Ein Steven Wilson ist in der Welt der Populärmusik nicht mit Gold aufzuwiegen. Auch auf seinem schillernden neuen Zukunftsszenario The Future Bites inszeniert sich der Brite als wichtigster Prog-Erneuerer, als Alan Parsons der Neuzeit – und begeistert mit einem zynischen, kritischen, vor allem aber unterhaltsamen Narrativ unserer selbst im Spiegel der Technologie.

von Björn Springorum

Wer Elton John in der Mitte eines Songs einfach mal einen Einkaufszettel vorlesen lässt, der ist entweder übergeschnappt oder genial. Bei Steven Wilson kann man sich irgendwie beides vorstellen. Der große Visionär, der wie kein zweiter seiner Generation die Grenzen des Prog erweitert und neu definiert hat, veröffentlicht mit der futuristischen Mär The Future Bites sein sechstes Soloalbum. Auf dem ist nicht nur Sir Elton zu hören: Wilson schiebt seinen Sound weg vom Rock hin in ein elektronisch ausstaffiertes Klangwunderland, das nach Pop duftet, aber Prog ist wie eh und je: Fortschrittlich gedachte Musik, mutig inszeniert, eher bei Alan Parsons und Giorgio Moroder als bei Porcupine Tree.
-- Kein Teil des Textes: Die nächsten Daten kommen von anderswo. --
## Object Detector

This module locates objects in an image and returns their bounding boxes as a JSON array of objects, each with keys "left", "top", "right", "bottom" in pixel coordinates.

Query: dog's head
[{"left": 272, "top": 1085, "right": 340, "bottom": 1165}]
Hört euch das Album hier an:

Steven, als Jahrgang 1967 bist du ohne das Internet aufgewachsen. Heute ist das kaum vorstellbar.

Völlig richtig, wir hatten kein Portal in der Hosentasche, das uns mit dem Rest der Welt verbindet. Ich war eher allein und isoliert, doch ich meine das nicht negativ. Eher brachte es mich dazu, neugierig in die Welt zu blicken und mit großen Augen neue Wunder zu entdecken. Ich frage mich häufig, ob meine Kinder dieselbe Neugier fühlen. Heute hat man alles, was man wissen muss, immer dabei. Es ist so leicht geworden, man muss sich nichts mehr erarbeiten.

„Die menschliche Rasse wird immer engstirniger, egozentrischer, besessen von sich selbst.“

Das Thema beschäftigt dich ja schon länger. Mit The Future Bites hast du ihm diesmal ein ganzes Album gewidmet…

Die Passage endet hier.